Michael Donahue
Well, I’ve already used an old recipe for marinara sauce, which I poured over penne pasta, for my dinner at home the other night. And another night I made my own concoction, which consists of one can of tuna fish, a can of mushroom stems and pieces, and penne pasta mixed together. It’s a bastardized version of the Grisanti family’s “Elfo Special.”
Finally, I reached the point where I wanted somebody else’s cooking for a change. So, I ordered Mosa Asian Bistro’s hot and sour soup, which is my standard for the sweet, savory, delicious soup.
Mosa strictly is doing takeout, so I went by the restaurant and picked up my soup. They’ll also do curbside, by the way, and, for a minimum fee, will deliver. And they cater. The entire Mosa menu still is available for takeout.
I first wrote about owner Eddie Pao when I worked for the Memphis Press-Scimitar. It was a story about Pao, who opened his first restaurant – Formosa – in the late ‘70s on Summer at Holmes. He was a motion picture director in Taipei before he moved to Memphis. I remember one of the movies was titled Everlasting Love.
I asked his daughter, Michelle Pao-Levine, to tell me about the soup. She said it’s been a family recipe since Pao and his brother, Alfred Pao, opened the door to that first Formosa. “It’s a perfect balance of the sweet and the sour and the spicy,” she says.
Which is the way her dad cooks, she says. “To him, that’s what life is all about. Always. You have to be able to balance everything. If something has a really bold flavor, he wants to put a lighter, cleaner taste. Texture and flavor is always big in every dish he does.”
Here’s something I never knew because I think the flavor of their hot and sour soup always is the same. Levine says Pao stopped using meat in the soup after Mosa opened. “The stock of the soup was chicken. And now he’s taken out all the meat and the stock is water-based. There’s no meat. No pork.
“Back in the day, the stock was made with chicken. I remember dad making it every day. And he had little bits of pieces of pork in there. They took it out.”
Why? “More and more people were being health conscious. Stepping away from pork and eating more vegetarian. Eating more tofu.”
Mosa’s hot and sour consists of tofu, bamboo strips, Chinese “Tree Ear” mushrooms, and eggs. “And that’s it.”
Of course, you have your water, pepper flakes, sugar, and vinegar. But, Levine says, “It’s like with any other restaurant. It’s just about the technique. When they’re doing it, how they’re cooking it, boiling it, and how they’re thickening it.”

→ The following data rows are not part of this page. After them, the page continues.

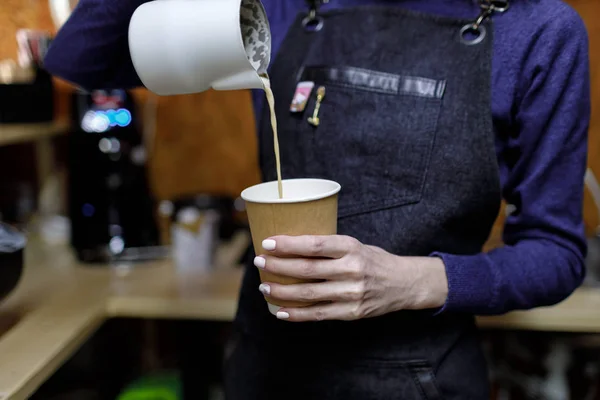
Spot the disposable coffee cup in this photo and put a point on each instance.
(308, 207)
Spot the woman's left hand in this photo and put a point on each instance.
(358, 281)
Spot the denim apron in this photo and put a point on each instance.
(406, 129)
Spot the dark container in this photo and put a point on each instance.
(12, 245)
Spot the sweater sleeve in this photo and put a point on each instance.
(92, 50)
(542, 261)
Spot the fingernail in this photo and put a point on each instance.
(260, 262)
(282, 315)
(269, 244)
(265, 289)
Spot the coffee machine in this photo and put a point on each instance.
(110, 205)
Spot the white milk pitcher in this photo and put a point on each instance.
(189, 46)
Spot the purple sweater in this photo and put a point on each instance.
(540, 107)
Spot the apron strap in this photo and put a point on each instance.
(474, 33)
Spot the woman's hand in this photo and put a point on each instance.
(359, 281)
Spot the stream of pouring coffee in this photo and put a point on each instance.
(271, 100)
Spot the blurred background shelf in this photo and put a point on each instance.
(20, 133)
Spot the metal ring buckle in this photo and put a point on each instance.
(313, 23)
(479, 30)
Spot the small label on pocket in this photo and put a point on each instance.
(301, 96)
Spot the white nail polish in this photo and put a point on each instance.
(283, 315)
(260, 262)
(269, 244)
(265, 289)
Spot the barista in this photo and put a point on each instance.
(435, 111)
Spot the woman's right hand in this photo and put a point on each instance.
(91, 50)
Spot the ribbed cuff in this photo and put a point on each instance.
(470, 284)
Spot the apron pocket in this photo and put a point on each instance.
(389, 380)
(375, 137)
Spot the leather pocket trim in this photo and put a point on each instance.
(375, 81)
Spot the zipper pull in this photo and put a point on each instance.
(315, 120)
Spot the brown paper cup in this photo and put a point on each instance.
(308, 207)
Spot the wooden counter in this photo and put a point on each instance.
(60, 304)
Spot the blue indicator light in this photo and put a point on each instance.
(120, 117)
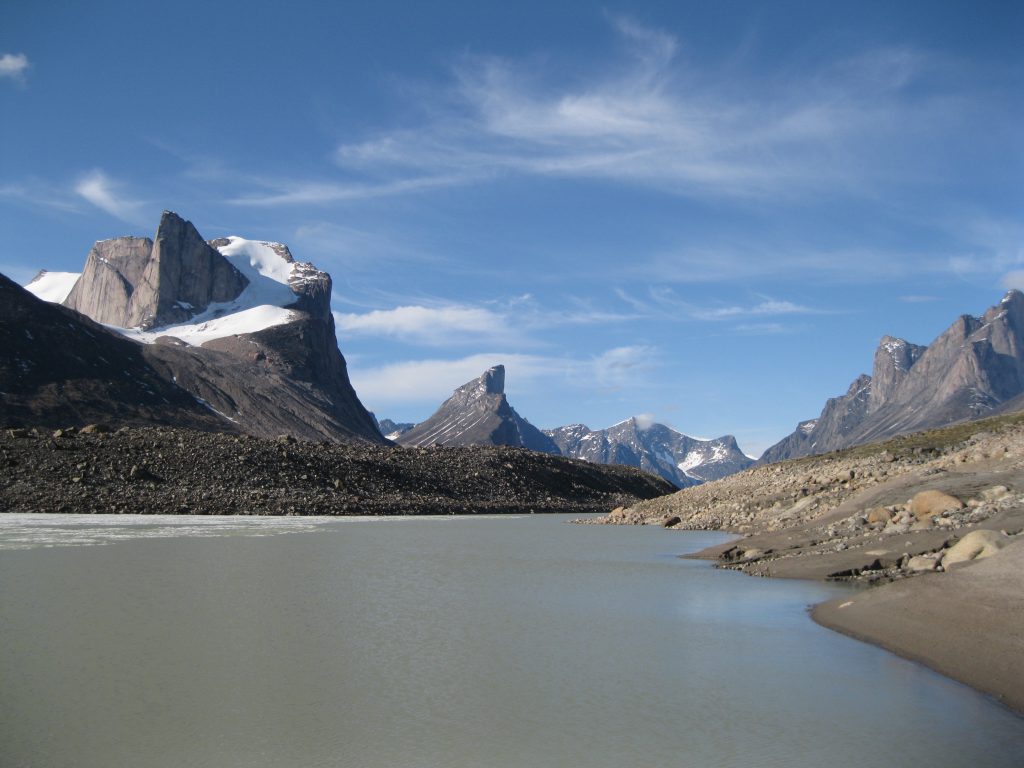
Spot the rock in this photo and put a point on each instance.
(143, 475)
(976, 545)
(995, 493)
(879, 514)
(923, 563)
(927, 504)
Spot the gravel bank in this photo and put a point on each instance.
(933, 522)
(165, 470)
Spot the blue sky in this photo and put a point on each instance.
(709, 213)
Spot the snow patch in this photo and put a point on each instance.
(199, 331)
(52, 287)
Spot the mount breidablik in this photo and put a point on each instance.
(239, 325)
(974, 369)
(478, 414)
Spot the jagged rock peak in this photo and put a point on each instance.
(493, 380)
(183, 275)
(640, 441)
(974, 368)
(478, 414)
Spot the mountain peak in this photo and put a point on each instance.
(494, 380)
(478, 414)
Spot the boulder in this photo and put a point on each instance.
(995, 493)
(927, 504)
(974, 546)
(923, 563)
(879, 514)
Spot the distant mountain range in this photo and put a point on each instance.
(478, 414)
(238, 326)
(638, 442)
(973, 370)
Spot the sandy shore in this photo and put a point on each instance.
(853, 515)
(968, 624)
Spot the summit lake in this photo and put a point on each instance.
(451, 642)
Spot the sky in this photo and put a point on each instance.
(708, 213)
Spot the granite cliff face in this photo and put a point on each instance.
(478, 414)
(135, 282)
(238, 324)
(974, 369)
(680, 459)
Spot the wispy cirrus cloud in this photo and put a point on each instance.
(14, 67)
(102, 192)
(520, 321)
(423, 325)
(663, 301)
(39, 194)
(650, 119)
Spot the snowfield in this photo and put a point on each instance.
(259, 306)
(52, 287)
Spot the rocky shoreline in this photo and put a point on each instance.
(933, 522)
(166, 470)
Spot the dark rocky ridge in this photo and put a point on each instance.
(167, 470)
(680, 459)
(974, 369)
(58, 368)
(478, 414)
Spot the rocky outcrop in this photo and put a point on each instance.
(873, 513)
(113, 268)
(680, 459)
(478, 414)
(973, 370)
(286, 377)
(137, 282)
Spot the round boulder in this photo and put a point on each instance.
(927, 504)
(879, 514)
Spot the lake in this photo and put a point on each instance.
(483, 642)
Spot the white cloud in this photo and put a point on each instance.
(100, 190)
(13, 66)
(617, 368)
(40, 194)
(653, 121)
(769, 307)
(649, 118)
(433, 326)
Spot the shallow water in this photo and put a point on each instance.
(441, 642)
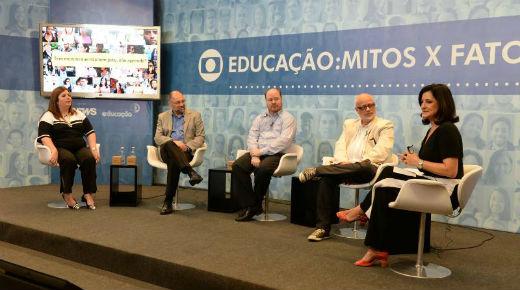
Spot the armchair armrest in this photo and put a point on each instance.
(198, 156)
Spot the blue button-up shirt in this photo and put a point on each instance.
(272, 133)
(178, 128)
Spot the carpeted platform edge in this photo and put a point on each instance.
(155, 271)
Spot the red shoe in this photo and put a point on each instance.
(382, 257)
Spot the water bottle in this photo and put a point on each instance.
(122, 154)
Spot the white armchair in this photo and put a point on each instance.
(154, 159)
(44, 155)
(429, 196)
(287, 166)
(355, 232)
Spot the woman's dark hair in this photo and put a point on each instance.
(501, 120)
(446, 111)
(53, 103)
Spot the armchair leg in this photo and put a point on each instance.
(352, 233)
(266, 216)
(177, 205)
(419, 269)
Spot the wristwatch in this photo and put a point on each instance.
(420, 164)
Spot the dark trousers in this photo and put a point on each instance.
(177, 161)
(69, 161)
(393, 230)
(331, 177)
(246, 195)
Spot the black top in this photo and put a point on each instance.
(69, 135)
(445, 142)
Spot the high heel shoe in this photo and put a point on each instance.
(75, 206)
(343, 216)
(89, 206)
(382, 257)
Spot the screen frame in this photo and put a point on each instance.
(98, 95)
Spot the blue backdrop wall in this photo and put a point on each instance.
(224, 54)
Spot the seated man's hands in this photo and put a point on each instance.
(54, 158)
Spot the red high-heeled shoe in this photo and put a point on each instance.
(382, 257)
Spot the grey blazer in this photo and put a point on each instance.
(193, 129)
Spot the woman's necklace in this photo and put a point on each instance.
(66, 118)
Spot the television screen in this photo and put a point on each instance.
(101, 61)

They make the soup every day, says Pao-Levine, who says it’s quite a sight to see someone add the eggs. “It’s the most beautiful thing to see them put the eggs in it. It really is. You have to know the perfect point as to when to thicken the soup. And know how thick the thickener is supposed to be.”

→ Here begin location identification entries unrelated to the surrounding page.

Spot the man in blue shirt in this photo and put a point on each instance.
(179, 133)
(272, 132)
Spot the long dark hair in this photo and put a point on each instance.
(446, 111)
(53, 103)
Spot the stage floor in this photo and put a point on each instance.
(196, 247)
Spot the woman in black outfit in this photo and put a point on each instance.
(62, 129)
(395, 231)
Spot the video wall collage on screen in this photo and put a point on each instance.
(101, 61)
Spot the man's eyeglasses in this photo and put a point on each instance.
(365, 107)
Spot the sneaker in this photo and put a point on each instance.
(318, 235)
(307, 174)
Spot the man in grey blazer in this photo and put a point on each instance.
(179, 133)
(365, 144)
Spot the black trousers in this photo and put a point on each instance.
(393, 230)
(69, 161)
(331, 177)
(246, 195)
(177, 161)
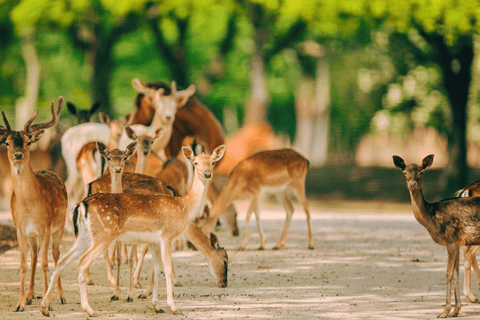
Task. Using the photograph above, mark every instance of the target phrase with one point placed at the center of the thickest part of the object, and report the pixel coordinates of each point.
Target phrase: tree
(440, 33)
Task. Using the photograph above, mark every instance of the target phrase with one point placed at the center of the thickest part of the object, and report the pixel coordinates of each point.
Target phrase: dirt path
(371, 261)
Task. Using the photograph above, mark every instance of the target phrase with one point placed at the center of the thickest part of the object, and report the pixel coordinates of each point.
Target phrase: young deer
(452, 223)
(83, 116)
(136, 218)
(271, 171)
(146, 161)
(470, 253)
(38, 203)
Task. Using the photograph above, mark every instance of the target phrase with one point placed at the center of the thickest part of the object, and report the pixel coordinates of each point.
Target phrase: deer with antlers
(274, 171)
(452, 223)
(136, 218)
(193, 119)
(38, 203)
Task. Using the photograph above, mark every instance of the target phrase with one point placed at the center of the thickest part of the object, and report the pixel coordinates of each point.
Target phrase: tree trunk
(101, 60)
(26, 105)
(456, 69)
(256, 110)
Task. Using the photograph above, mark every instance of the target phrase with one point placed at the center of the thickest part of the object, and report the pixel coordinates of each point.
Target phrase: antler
(7, 127)
(45, 125)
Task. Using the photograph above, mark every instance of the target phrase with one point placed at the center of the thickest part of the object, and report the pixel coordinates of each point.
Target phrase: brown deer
(83, 116)
(452, 223)
(272, 171)
(38, 203)
(470, 253)
(146, 161)
(193, 119)
(136, 218)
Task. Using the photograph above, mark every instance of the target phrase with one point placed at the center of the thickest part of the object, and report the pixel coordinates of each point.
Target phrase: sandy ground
(371, 261)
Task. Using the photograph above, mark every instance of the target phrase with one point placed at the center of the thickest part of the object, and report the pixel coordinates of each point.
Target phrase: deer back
(194, 119)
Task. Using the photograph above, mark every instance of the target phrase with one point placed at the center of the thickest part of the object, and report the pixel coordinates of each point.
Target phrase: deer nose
(18, 155)
(207, 175)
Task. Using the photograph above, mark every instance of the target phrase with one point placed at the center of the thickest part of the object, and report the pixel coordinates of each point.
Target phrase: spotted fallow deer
(193, 119)
(274, 171)
(136, 218)
(470, 253)
(38, 203)
(83, 116)
(146, 161)
(452, 223)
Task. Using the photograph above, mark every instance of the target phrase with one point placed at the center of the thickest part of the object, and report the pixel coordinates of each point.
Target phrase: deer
(38, 202)
(193, 119)
(452, 223)
(146, 161)
(470, 253)
(83, 116)
(136, 218)
(269, 171)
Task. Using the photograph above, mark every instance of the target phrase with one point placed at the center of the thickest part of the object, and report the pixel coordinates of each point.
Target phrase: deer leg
(250, 209)
(456, 284)
(118, 247)
(45, 244)
(287, 204)
(469, 254)
(453, 254)
(166, 253)
(22, 244)
(56, 239)
(133, 252)
(78, 249)
(299, 190)
(124, 253)
(218, 267)
(138, 269)
(156, 273)
(83, 263)
(259, 228)
(34, 258)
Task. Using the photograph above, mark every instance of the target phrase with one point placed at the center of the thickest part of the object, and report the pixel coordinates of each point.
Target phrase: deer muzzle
(18, 155)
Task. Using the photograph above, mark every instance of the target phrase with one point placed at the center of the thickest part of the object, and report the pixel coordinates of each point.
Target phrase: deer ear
(214, 241)
(218, 152)
(399, 163)
(102, 148)
(130, 133)
(427, 162)
(131, 149)
(94, 108)
(184, 95)
(36, 135)
(71, 108)
(188, 153)
(104, 118)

Pao-Levine knows how to make the soup because she watches her dad make it every morning. “The most beautiful thing in the world is to see fresh hot and sour soup made in the morning. Like a big wok of hot and sour soup. It’s just gorgeous. I like to garnish it with fresh scallions of cilantro. That’s how I grew up eating hot and sour soup.”
She eats a bowl every day. She also adds white rice. “That’s my version of chicken and dumplings. I feel more alive.”